Optimization method of FFT chip

文档序号：857505 发布日期：2021-04-02 浏览：19次中文

阅读说明：本技术 一种fft芯片的优化方法 (Optimization method of FFT chip ) 是由刘亚鹏乐立鹏安印龙谷艳方新嘉楚晓梅于 2020-12-16 设计创作，主要内容包括：本发明涉及一种FFT芯片的优化方法,属于FFT芯片设计领域；步骤一、将2048点的FFT芯片分解成6级运算；每级运算都用到旋转因子步骤二、将旋转因子用三角函数表示为步骤三、将旋转因子三角函数中的角度元素用x表示,即步骤四、计算出x范围为0°-45°时,cosx和-sinx的全部值,通过计算旋转因子的全部值,将其存储在FFT芯片中的ROM中,即完成FFT芯片的优化；本发明通过改变FFT计算中的一个常量系数,即旋转因子的产生与存储,从而减少ROM中存储的数据,来提高器件的效率和减少占用的资源。(The invention relates to an optimization method of an FFT chip, belonging to the field of FFT chip design; step one, decomposing a 2048-point FFT chip into 6-level operation; the twiddle factors are used for each stage of operation Step two, converting the twiddle factor Expressed as a trigonometric function Step three, converting the twiddle factor Angle element in trigonometric function Is represented by x, i.e. Step four, calculating all values of cosx and-sinx when the range of x is 0-45 DEG, and passing Calculating twiddle factors All the values of (a) are stored in a ROM in the FFT chip, namely the optimization of the FFT chip is completed; the invention reduces the data stored in the ROM by changing a constant coefficient in the FFT calculation, namely the generation and the storage of the twiddle factor, thereby improving the efficiency of the device and reducing the occupied resources.)

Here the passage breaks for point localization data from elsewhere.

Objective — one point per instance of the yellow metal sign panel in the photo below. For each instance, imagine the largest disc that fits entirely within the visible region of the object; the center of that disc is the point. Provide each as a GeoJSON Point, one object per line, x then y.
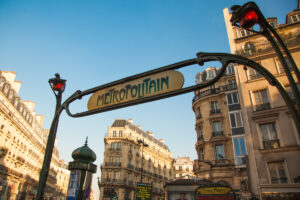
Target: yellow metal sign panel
{"type": "Point", "coordinates": [214, 190]}
{"type": "Point", "coordinates": [136, 89]}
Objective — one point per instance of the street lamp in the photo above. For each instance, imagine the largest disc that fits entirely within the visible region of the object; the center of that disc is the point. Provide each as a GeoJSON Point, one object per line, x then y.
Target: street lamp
{"type": "Point", "coordinates": [246, 17]}
{"type": "Point", "coordinates": [58, 86]}
{"type": "Point", "coordinates": [143, 144]}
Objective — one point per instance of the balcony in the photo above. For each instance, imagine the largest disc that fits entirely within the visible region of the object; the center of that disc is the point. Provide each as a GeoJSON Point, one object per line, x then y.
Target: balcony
{"type": "Point", "coordinates": [281, 180]}
{"type": "Point", "coordinates": [130, 166]}
{"type": "Point", "coordinates": [112, 164]}
{"type": "Point", "coordinates": [229, 87]}
{"type": "Point", "coordinates": [264, 106]}
{"type": "Point", "coordinates": [266, 47]}
{"type": "Point", "coordinates": [221, 162]}
{"type": "Point", "coordinates": [199, 116]}
{"type": "Point", "coordinates": [217, 133]}
{"type": "Point", "coordinates": [215, 111]}
{"type": "Point", "coordinates": [271, 144]}
{"type": "Point", "coordinates": [206, 93]}
{"type": "Point", "coordinates": [255, 76]}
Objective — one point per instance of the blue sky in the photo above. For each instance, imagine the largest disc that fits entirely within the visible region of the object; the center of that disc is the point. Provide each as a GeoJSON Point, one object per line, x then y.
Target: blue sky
{"type": "Point", "coordinates": [91, 43]}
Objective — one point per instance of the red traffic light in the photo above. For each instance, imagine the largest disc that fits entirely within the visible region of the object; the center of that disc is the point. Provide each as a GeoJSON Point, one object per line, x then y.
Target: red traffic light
{"type": "Point", "coordinates": [58, 86]}
{"type": "Point", "coordinates": [248, 19]}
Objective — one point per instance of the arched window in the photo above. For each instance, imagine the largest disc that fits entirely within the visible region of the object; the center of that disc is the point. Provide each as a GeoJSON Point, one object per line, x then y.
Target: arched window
{"type": "Point", "coordinates": [16, 103]}
{"type": "Point", "coordinates": [6, 89]}
{"type": "Point", "coordinates": [2, 82]}
{"type": "Point", "coordinates": [11, 95]}
{"type": "Point", "coordinates": [249, 48]}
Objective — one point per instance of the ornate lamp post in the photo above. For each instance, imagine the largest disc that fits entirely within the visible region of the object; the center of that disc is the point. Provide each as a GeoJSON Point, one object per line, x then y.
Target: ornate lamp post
{"type": "Point", "coordinates": [143, 144]}
{"type": "Point", "coordinates": [83, 161]}
{"type": "Point", "coordinates": [58, 86]}
{"type": "Point", "coordinates": [246, 17]}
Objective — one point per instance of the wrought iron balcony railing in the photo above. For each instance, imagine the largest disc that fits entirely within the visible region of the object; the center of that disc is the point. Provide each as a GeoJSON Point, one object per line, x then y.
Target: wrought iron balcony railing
{"type": "Point", "coordinates": [263, 106]}
{"type": "Point", "coordinates": [217, 133]}
{"type": "Point", "coordinates": [255, 76]}
{"type": "Point", "coordinates": [281, 180]}
{"type": "Point", "coordinates": [215, 111]}
{"type": "Point", "coordinates": [271, 144]}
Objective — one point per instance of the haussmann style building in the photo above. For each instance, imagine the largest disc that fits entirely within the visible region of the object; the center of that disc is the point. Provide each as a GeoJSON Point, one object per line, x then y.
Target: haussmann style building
{"type": "Point", "coordinates": [183, 168]}
{"type": "Point", "coordinates": [220, 132]}
{"type": "Point", "coordinates": [22, 147]}
{"type": "Point", "coordinates": [273, 144]}
{"type": "Point", "coordinates": [130, 151]}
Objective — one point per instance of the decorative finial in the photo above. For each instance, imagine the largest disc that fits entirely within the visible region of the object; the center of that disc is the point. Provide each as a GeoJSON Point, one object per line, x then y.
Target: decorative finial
{"type": "Point", "coordinates": [57, 75]}
{"type": "Point", "coordinates": [86, 141]}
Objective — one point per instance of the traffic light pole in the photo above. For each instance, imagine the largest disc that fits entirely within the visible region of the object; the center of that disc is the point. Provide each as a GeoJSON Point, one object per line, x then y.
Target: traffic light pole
{"type": "Point", "coordinates": [225, 59]}
{"type": "Point", "coordinates": [49, 149]}
{"type": "Point", "coordinates": [246, 17]}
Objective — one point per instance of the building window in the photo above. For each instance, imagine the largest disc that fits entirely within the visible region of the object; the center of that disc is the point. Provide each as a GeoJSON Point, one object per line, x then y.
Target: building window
{"type": "Point", "coordinates": [249, 48]}
{"type": "Point", "coordinates": [239, 150]}
{"type": "Point", "coordinates": [230, 69]}
{"type": "Point", "coordinates": [199, 133]}
{"type": "Point", "coordinates": [295, 18]}
{"type": "Point", "coordinates": [198, 113]}
{"type": "Point", "coordinates": [110, 159]}
{"type": "Point", "coordinates": [261, 100]}
{"type": "Point", "coordinates": [232, 98]}
{"type": "Point", "coordinates": [244, 32]}
{"type": "Point", "coordinates": [236, 119]}
{"type": "Point", "coordinates": [119, 146]}
{"type": "Point", "coordinates": [277, 172]}
{"type": "Point", "coordinates": [112, 146]}
{"type": "Point", "coordinates": [253, 74]}
{"type": "Point", "coordinates": [217, 128]}
{"type": "Point", "coordinates": [201, 154]}
{"type": "Point", "coordinates": [214, 107]}
{"type": "Point", "coordinates": [114, 133]}
{"type": "Point", "coordinates": [279, 66]}
{"type": "Point", "coordinates": [269, 136]}
{"type": "Point", "coordinates": [288, 89]}
{"type": "Point", "coordinates": [272, 23]}
{"type": "Point", "coordinates": [220, 152]}
{"type": "Point", "coordinates": [211, 74]}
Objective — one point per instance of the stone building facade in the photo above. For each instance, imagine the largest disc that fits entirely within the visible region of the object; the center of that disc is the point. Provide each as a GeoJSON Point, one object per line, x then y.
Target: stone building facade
{"type": "Point", "coordinates": [22, 146]}
{"type": "Point", "coordinates": [183, 168]}
{"type": "Point", "coordinates": [220, 132]}
{"type": "Point", "coordinates": [125, 159]}
{"type": "Point", "coordinates": [272, 140]}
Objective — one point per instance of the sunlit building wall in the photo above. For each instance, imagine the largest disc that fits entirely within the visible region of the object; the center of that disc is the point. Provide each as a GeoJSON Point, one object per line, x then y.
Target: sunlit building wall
{"type": "Point", "coordinates": [220, 132]}
{"type": "Point", "coordinates": [22, 145]}
{"type": "Point", "coordinates": [121, 168]}
{"type": "Point", "coordinates": [272, 139]}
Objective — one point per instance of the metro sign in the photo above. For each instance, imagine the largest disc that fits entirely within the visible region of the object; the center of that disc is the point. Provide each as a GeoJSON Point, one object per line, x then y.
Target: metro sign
{"type": "Point", "coordinates": [137, 89]}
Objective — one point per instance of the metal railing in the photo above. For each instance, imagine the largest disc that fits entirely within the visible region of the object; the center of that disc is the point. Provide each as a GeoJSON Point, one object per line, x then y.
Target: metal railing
{"type": "Point", "coordinates": [208, 92]}
{"type": "Point", "coordinates": [215, 111]}
{"type": "Point", "coordinates": [271, 144]}
{"type": "Point", "coordinates": [263, 106]}
{"type": "Point", "coordinates": [113, 164]}
{"type": "Point", "coordinates": [217, 133]}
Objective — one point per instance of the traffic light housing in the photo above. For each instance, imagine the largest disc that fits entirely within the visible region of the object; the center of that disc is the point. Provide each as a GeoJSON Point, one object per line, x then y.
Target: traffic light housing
{"type": "Point", "coordinates": [57, 84]}
{"type": "Point", "coordinates": [246, 16]}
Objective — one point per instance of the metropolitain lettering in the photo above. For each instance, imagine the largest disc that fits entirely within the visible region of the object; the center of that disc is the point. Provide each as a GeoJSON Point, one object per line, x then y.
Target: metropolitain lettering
{"type": "Point", "coordinates": [147, 87]}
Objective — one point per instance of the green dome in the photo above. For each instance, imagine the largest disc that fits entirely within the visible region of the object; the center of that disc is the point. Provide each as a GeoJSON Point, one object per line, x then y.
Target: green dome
{"type": "Point", "coordinates": [84, 153]}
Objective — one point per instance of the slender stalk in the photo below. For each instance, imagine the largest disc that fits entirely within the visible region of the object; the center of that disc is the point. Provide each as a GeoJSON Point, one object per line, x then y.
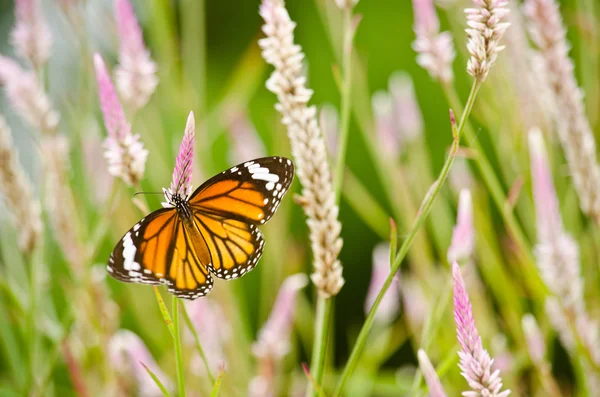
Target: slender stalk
{"type": "Point", "coordinates": [322, 324]}
{"type": "Point", "coordinates": [425, 209]}
{"type": "Point", "coordinates": [535, 284]}
{"type": "Point", "coordinates": [323, 314]}
{"type": "Point", "coordinates": [178, 355]}
{"type": "Point", "coordinates": [346, 100]}
{"type": "Point", "coordinates": [190, 325]}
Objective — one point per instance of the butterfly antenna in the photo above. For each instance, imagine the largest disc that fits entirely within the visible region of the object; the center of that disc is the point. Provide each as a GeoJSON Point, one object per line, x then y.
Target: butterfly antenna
{"type": "Point", "coordinates": [147, 193]}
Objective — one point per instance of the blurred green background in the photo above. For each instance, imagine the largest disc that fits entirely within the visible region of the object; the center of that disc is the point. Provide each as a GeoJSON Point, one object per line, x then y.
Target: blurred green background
{"type": "Point", "coordinates": [220, 72]}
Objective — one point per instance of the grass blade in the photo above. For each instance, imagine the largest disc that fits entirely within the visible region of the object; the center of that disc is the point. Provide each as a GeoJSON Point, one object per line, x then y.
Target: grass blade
{"type": "Point", "coordinates": [156, 380]}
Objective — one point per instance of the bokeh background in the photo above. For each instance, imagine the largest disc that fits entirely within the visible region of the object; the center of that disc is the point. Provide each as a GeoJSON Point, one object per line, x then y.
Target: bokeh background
{"type": "Point", "coordinates": [209, 62]}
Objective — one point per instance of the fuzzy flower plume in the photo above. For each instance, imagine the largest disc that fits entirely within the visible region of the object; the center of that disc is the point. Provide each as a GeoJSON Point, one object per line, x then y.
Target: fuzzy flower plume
{"type": "Point", "coordinates": [433, 382]}
{"type": "Point", "coordinates": [59, 201]}
{"type": "Point", "coordinates": [274, 338]}
{"type": "Point", "coordinates": [435, 50]}
{"type": "Point", "coordinates": [181, 184]}
{"type": "Point", "coordinates": [27, 96]}
{"type": "Point", "coordinates": [245, 141]}
{"type": "Point", "coordinates": [288, 82]}
{"type": "Point", "coordinates": [557, 256]}
{"type": "Point", "coordinates": [390, 304]}
{"type": "Point", "coordinates": [574, 130]}
{"type": "Point", "coordinates": [485, 31]}
{"type": "Point", "coordinates": [125, 153]}
{"type": "Point", "coordinates": [463, 234]}
{"type": "Point", "coordinates": [214, 332]}
{"type": "Point", "coordinates": [136, 73]}
{"type": "Point", "coordinates": [129, 355]}
{"type": "Point", "coordinates": [17, 194]}
{"type": "Point", "coordinates": [475, 361]}
{"type": "Point", "coordinates": [30, 36]}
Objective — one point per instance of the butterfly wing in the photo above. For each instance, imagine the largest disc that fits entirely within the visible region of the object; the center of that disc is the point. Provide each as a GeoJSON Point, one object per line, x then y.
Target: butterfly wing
{"type": "Point", "coordinates": [228, 208]}
{"type": "Point", "coordinates": [160, 249]}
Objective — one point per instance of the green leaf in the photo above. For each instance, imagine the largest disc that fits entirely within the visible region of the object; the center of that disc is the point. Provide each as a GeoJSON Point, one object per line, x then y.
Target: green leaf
{"type": "Point", "coordinates": [393, 241]}
{"type": "Point", "coordinates": [156, 380]}
{"type": "Point", "coordinates": [191, 327]}
{"type": "Point", "coordinates": [164, 312]}
{"type": "Point", "coordinates": [217, 386]}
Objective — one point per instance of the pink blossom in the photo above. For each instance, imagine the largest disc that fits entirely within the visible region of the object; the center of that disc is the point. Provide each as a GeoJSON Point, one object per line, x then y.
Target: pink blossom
{"type": "Point", "coordinates": [245, 141]}
{"type": "Point", "coordinates": [125, 153]}
{"type": "Point", "coordinates": [136, 73]}
{"type": "Point", "coordinates": [181, 184]}
{"type": "Point", "coordinates": [390, 304]}
{"type": "Point", "coordinates": [463, 234]}
{"type": "Point", "coordinates": [435, 50]}
{"type": "Point", "coordinates": [27, 96]}
{"type": "Point", "coordinates": [426, 20]}
{"type": "Point", "coordinates": [273, 338]}
{"type": "Point", "coordinates": [273, 341]}
{"type": "Point", "coordinates": [485, 31]}
{"type": "Point", "coordinates": [475, 361]}
{"type": "Point", "coordinates": [31, 36]}
{"type": "Point", "coordinates": [535, 339]}
{"type": "Point", "coordinates": [129, 355]}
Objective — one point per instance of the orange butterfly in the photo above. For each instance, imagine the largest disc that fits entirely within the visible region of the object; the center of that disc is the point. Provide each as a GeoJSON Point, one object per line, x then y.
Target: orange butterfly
{"type": "Point", "coordinates": [216, 230]}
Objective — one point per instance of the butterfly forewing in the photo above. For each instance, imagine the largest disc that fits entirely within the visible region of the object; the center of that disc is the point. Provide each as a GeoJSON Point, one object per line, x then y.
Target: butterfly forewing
{"type": "Point", "coordinates": [228, 208]}
{"type": "Point", "coordinates": [250, 192]}
{"type": "Point", "coordinates": [158, 250]}
{"type": "Point", "coordinates": [220, 234]}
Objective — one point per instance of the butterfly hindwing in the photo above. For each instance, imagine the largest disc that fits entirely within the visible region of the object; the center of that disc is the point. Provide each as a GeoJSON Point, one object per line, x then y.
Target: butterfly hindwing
{"type": "Point", "coordinates": [236, 245]}
{"type": "Point", "coordinates": [228, 207]}
{"type": "Point", "coordinates": [159, 250]}
{"type": "Point", "coordinates": [216, 230]}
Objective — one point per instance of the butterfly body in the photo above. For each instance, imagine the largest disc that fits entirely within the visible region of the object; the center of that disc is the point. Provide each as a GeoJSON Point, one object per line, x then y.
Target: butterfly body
{"type": "Point", "coordinates": [213, 231]}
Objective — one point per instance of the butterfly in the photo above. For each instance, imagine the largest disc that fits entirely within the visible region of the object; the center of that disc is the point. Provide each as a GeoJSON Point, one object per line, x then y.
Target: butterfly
{"type": "Point", "coordinates": [215, 231]}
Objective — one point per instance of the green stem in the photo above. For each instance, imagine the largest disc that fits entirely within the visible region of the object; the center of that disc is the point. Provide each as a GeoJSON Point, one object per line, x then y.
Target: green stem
{"type": "Point", "coordinates": [345, 104]}
{"type": "Point", "coordinates": [535, 284]}
{"type": "Point", "coordinates": [324, 305]}
{"type": "Point", "coordinates": [190, 325]}
{"type": "Point", "coordinates": [178, 355]}
{"type": "Point", "coordinates": [320, 344]}
{"type": "Point", "coordinates": [425, 209]}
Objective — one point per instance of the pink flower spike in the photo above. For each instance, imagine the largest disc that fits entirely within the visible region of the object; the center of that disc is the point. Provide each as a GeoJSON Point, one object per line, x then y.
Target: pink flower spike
{"type": "Point", "coordinates": [27, 96]}
{"type": "Point", "coordinates": [181, 185]}
{"type": "Point", "coordinates": [125, 153]}
{"type": "Point", "coordinates": [390, 304]}
{"type": "Point", "coordinates": [31, 36]}
{"type": "Point", "coordinates": [136, 73]}
{"type": "Point", "coordinates": [129, 354]}
{"type": "Point", "coordinates": [273, 339]}
{"type": "Point", "coordinates": [114, 116]}
{"type": "Point", "coordinates": [535, 339]}
{"type": "Point", "coordinates": [475, 361]}
{"type": "Point", "coordinates": [549, 221]}
{"type": "Point", "coordinates": [435, 50]}
{"type": "Point", "coordinates": [463, 234]}
{"type": "Point", "coordinates": [426, 20]}
{"type": "Point", "coordinates": [433, 382]}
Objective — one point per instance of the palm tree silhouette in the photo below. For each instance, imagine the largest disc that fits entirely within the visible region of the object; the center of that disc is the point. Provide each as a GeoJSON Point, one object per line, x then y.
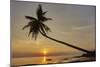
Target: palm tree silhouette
{"type": "Point", "coordinates": [37, 26]}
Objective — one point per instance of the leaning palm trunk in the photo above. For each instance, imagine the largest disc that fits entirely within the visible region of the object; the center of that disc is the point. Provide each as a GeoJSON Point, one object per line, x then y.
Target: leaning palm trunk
{"type": "Point", "coordinates": [78, 48]}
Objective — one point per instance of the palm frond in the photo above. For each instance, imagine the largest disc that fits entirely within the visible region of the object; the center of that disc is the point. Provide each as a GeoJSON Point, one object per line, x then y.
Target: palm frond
{"type": "Point", "coordinates": [30, 18]}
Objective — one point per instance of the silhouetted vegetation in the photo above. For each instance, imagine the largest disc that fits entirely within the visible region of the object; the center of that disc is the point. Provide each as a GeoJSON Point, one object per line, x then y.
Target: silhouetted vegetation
{"type": "Point", "coordinates": [36, 26]}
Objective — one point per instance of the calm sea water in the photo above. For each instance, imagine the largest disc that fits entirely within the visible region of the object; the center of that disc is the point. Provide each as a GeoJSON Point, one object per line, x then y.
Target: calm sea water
{"type": "Point", "coordinates": [45, 59]}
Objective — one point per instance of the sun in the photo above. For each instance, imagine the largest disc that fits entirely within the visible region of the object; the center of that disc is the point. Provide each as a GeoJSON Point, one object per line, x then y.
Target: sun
{"type": "Point", "coordinates": [45, 51]}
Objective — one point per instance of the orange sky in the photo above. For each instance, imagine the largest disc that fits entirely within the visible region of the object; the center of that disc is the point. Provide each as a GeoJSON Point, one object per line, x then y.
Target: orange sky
{"type": "Point", "coordinates": [74, 24]}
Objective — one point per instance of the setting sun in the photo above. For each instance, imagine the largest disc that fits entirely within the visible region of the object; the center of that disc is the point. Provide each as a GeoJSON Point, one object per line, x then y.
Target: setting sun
{"type": "Point", "coordinates": [45, 51]}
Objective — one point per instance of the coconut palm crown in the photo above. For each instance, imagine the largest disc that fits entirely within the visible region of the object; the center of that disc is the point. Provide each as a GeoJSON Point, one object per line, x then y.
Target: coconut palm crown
{"type": "Point", "coordinates": [36, 25]}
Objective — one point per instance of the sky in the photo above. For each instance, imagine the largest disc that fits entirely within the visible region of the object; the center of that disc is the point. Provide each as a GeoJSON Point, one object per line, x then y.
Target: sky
{"type": "Point", "coordinates": [73, 24]}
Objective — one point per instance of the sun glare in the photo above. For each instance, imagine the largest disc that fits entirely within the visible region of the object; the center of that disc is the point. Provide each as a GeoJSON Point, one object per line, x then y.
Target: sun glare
{"type": "Point", "coordinates": [45, 51]}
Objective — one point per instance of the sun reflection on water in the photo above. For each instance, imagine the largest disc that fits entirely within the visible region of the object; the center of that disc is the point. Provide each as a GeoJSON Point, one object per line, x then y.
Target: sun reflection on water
{"type": "Point", "coordinates": [44, 55]}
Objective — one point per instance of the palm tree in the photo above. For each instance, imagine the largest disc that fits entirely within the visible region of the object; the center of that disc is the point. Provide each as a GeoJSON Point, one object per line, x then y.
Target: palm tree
{"type": "Point", "coordinates": [37, 26]}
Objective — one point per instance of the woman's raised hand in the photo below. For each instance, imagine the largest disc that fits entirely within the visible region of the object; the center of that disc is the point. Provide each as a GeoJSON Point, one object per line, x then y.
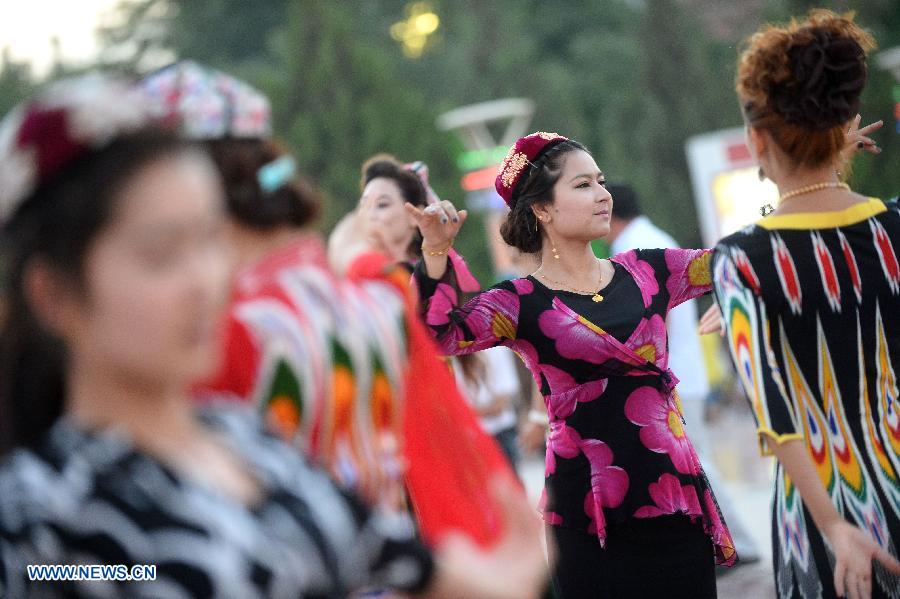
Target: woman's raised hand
{"type": "Point", "coordinates": [439, 223]}
{"type": "Point", "coordinates": [854, 552]}
{"type": "Point", "coordinates": [858, 139]}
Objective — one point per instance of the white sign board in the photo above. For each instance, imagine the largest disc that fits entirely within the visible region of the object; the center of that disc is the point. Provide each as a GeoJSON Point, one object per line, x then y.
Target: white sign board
{"type": "Point", "coordinates": [727, 190]}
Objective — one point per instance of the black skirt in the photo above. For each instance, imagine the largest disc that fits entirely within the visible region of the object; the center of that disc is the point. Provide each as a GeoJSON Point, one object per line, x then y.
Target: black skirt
{"type": "Point", "coordinates": [667, 557]}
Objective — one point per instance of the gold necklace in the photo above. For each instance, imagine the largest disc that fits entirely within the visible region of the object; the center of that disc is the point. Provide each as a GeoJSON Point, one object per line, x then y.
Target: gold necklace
{"type": "Point", "coordinates": [812, 188]}
{"type": "Point", "coordinates": [767, 209]}
{"type": "Point", "coordinates": [595, 295]}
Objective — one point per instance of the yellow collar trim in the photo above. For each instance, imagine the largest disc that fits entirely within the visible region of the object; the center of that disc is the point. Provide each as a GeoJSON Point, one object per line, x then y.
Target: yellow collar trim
{"type": "Point", "coordinates": [825, 220]}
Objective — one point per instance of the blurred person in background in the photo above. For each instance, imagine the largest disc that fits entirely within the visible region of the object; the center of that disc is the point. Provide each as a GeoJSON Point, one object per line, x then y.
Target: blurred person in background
{"type": "Point", "coordinates": [809, 297]}
{"type": "Point", "coordinates": [627, 505]}
{"type": "Point", "coordinates": [630, 228]}
{"type": "Point", "coordinates": [327, 359]}
{"type": "Point", "coordinates": [114, 233]}
{"type": "Point", "coordinates": [489, 381]}
{"type": "Point", "coordinates": [381, 223]}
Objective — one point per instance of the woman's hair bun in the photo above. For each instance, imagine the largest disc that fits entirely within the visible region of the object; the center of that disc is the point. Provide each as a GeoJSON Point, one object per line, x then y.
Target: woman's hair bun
{"type": "Point", "coordinates": [828, 76]}
{"type": "Point", "coordinates": [810, 73]}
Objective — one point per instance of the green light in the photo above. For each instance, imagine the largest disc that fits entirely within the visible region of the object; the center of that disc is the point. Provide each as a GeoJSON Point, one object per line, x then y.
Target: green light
{"type": "Point", "coordinates": [475, 159]}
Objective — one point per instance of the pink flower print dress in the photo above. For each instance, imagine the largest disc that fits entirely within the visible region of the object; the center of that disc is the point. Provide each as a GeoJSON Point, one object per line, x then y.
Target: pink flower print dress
{"type": "Point", "coordinates": [618, 447]}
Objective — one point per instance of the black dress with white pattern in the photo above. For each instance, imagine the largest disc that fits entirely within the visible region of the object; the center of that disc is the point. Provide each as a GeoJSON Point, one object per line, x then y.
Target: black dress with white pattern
{"type": "Point", "coordinates": [84, 497]}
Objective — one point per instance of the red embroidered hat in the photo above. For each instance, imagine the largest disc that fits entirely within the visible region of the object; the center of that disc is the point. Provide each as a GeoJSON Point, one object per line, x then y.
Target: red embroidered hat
{"type": "Point", "coordinates": [520, 158]}
{"type": "Point", "coordinates": [70, 118]}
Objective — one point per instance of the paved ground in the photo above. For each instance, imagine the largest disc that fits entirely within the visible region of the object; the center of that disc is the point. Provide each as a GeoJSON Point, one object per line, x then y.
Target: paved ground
{"type": "Point", "coordinates": [748, 480]}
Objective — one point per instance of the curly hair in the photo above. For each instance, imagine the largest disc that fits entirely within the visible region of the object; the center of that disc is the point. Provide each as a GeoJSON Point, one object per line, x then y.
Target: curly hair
{"type": "Point", "coordinates": [520, 229]}
{"type": "Point", "coordinates": [802, 83]}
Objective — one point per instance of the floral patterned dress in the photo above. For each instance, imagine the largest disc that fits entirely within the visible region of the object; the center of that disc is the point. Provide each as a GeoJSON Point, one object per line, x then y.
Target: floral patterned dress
{"type": "Point", "coordinates": [618, 447]}
{"type": "Point", "coordinates": [810, 309]}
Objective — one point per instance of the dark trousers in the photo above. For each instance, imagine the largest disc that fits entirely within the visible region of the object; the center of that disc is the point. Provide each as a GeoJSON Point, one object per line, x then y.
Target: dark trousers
{"type": "Point", "coordinates": [667, 556]}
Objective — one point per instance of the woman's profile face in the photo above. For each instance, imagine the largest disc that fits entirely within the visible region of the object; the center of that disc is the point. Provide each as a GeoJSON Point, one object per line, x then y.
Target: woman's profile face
{"type": "Point", "coordinates": [156, 276]}
{"type": "Point", "coordinates": [582, 206]}
{"type": "Point", "coordinates": [386, 220]}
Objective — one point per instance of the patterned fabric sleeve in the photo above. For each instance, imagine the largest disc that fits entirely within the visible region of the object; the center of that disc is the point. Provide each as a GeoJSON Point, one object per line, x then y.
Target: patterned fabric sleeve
{"type": "Point", "coordinates": [687, 273]}
{"type": "Point", "coordinates": [750, 339]}
{"type": "Point", "coordinates": [487, 320]}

1. An optimization method of an FFT chip is characterized in that: the method comprises the following steps:

step one, decomposing a 2048-point FFT chip into 6-level operation; wherein, the 1-5 level operation adopts the FFT operation of base-4; the 6 th-stage operation adopts the FFT operation of radix-2; the twiddle factor is used for each stage of operation of the FFT chip

Step two, converting the twiddle factorExpressed as a trigonometric functionWherein N is the number of operation pointsWhen the number is the twiddle factor of 1-5 grade operation, N is 1024; when in useWhen the twiddle factor is the twiddle factor of the 6 th-stage operation, N is 2048; n is an independent variable, n is 2, 4, 6 … … 254;

step three, converting the twiddle factorAngle element in trigonometric functionIs represented by x, i.e.The value range of x is 0-360 degrees;

step four, calculating all values of cosx and-sinx when the range of x is 0-45 degrees through the steps in step threeNamely, when x ranges from 0 to 45 DEG, the rotation factor is obtainedAll values of (a) areAnd storing the data in a ROM in the FFT chip, namely finishing the storage optimization of the FFT chip.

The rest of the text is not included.